Amaro il ritorno al lavoro per il tecnico rossoblù, che non vede comunque tutto nero: «Abbiamo perso qualche punto per strada fino ad ora. Col presidente mi sono sentito subito dopo la partita»…

La realtà dei fatti è che la Samb, contro Parma, Venezia, Bassano e Reggiana (i Top Team del giron B) non è riuscita a trovare i tre punti. Ottavio Palladini lo sa, ma al di là del risultato guarda alle prestazioni messe in campo:

«Abbiamo raccolto meno di quanto meritato nelle partite contro Parma e Venezia. Quella di ieri, invece, è da archiviare subito per concentrarci a fare bene in quella di domenica: contro la Reggiana abbiamo meritato di perdere per come abbiamo giocato, mentre se a Bassano fosse arrivato il pari non avremmo rubato niente. Anche la forza dell’avversario ha fatto si che venisse fuori una prestazione sottotono».

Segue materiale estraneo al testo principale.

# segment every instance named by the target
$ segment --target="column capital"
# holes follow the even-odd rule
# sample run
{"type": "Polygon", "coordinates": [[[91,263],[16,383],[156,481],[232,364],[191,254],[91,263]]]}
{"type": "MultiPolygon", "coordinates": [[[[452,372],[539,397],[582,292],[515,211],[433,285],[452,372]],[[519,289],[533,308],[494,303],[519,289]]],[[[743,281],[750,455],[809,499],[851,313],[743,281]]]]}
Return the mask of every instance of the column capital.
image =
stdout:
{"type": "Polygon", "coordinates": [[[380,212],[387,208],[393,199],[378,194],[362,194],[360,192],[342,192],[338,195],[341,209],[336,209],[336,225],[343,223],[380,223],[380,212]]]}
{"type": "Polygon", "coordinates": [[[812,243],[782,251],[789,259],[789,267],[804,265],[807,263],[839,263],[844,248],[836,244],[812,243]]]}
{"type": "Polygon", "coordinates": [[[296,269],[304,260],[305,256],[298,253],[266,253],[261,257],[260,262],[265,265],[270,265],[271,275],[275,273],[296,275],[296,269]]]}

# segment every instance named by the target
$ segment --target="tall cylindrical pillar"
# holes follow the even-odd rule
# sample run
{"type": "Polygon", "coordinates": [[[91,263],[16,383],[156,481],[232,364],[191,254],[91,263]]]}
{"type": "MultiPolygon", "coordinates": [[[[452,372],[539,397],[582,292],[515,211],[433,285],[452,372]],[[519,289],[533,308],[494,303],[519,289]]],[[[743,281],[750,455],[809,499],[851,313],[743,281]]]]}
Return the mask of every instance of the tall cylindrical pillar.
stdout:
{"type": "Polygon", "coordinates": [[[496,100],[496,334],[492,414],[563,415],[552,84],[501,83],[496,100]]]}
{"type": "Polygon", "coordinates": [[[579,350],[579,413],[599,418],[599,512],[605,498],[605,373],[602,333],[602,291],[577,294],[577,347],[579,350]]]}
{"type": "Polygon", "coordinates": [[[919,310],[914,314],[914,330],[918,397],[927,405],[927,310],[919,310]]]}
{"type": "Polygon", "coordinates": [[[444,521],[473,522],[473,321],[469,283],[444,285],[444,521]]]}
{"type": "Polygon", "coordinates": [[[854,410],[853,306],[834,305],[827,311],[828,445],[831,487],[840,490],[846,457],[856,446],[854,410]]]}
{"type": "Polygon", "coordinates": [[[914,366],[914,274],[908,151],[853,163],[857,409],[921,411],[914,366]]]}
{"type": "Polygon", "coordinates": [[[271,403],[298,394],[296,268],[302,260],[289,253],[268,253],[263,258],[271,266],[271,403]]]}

Un black out di novanta minuti:

«Abbiamo avuto qualche occasione per andare in vantaggio con Mancuso e nell’ultimo quarto d’ora del primo tempo i nostri avversari hanno accusato un calo, potevamo approfittarne. Nella ripresa loro non hanno creato molto, ma noi non siamo riusciti ad entrare nell'area avversaria. Il secondo gol poi ci ha tagliato le gambe».

Bisogna guardare in faccia la realtà, non si tratta più di un campionato dove la Samb è regina, anzi, la lotta è serrata nelle gare contro ogni formazione con tutte, dalla prima all'ultima in classifica, impegnate a vedere cara la pelle:

«Non siamo più in Serie D dove avevamo l’obbligo e la possibilità di vincerle tutte, questa è la Lega Pro dove gli episodi giocano ruolo chiave. Forse abbiamo perso qualche punto per strada, ma ai ragazzi dico di andare avanti così perché fino ad ora abbiamo fatto bene».

Guardare avanti, facendo tesoro dei tanti, troppi, errori commessi all'ex Stadio Giglio:

«In occasione del primo gol eravamo posizionati male, abbiamo stretto troppo il campo lasciando grande spazio. È stato un errore di lettura che dovremo rivedere in allenamento. Il gioco della Reggiana non è stato spumeggiante, certo, ma ha punti di forza importanti come saper approfittare delle palle lunghe che vanno a valorizzare la tecnica degli attaccanti. Sono stati commessi troppi errori in appoggio e in fase di costruzione. Nolè era libero ed è stato un grave errore della difesa. I nostri sono giocatori che prediligono l’andare ad aggredire alti, ma loro scavalcavano sistematicamente il nostro centrocampo mettendoci in difficoltà. Sono stati più incisivi e cattivi agonisticamente, quindi hanno trovato i tre punti. Se facciamo quello che dobbiamo fare e che sappiamo fare possiamo mettere in difficoltà chiunque. Ai ragazzi ho detto di stare tranquilli, non è una partita che può cambiare il nostro modo di pensare. Ci sta che in dodici partite qualcosa non funzioni pur avendolo provato spesso in settimana».

Il presidente si è detto insoddisfatto, ma con Palladini si è sentito subito dopo il match per avere chiarimenti:

«Col presidente mi sono sentito dopo la gara ed era amareggiato, gli ho spiegato che c’era poco da salvare nell’arco dei novanta minuti, ma che avremmo visto un’altra partita domenica».